- Written by: Frederick Reynolds
- Original language: English
- Genre: Comedy
- Setting: Richmond, Surrey, present day

Premiere
- Date premiered: 8 December 1798
- Place premiered: Theatre Royal, Covent Garden, London

= Laugh When You Can =

1798 play

Laugh When You Can is a 1798 comedy play by the British writer Frederick Reynolds.
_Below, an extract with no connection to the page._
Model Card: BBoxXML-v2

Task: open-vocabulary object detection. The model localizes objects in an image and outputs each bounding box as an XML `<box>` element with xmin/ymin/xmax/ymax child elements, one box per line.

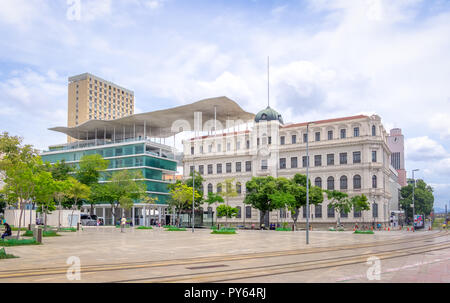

It premiered at the Theatre Royal, Covent Garden in London on 8 December 1798. The original cast included William Thomas Lewis as Gossamer, Joseph Shepherd Munden as Bonus, Joseph George Holman as Mortimer, John Fawcett as Sambo, John Whitfield as Delville, Edward Townsend as Costly, James Thompson as Farmer Blackbrook, Samuel Simmons as Waiter, Mary Ann Pope as Mrs. Mortimer, Maria Gibbs as Dorothy and Isabella Mattocks as Mrs Gloomly. The Irish premiere was at the Crow Street Theatre in Dublin on Dublin on 17 April 1799.

==Bibliography==
- Greene, John C. Theatre in Dublin, 1745-1820: A Calendar of Performances, Volume 6. Lexington Books, 2011.
- Nicoll, Allardyce. A History of English Drama 1660–1900: Volume IV. Cambridge University Press, 2009.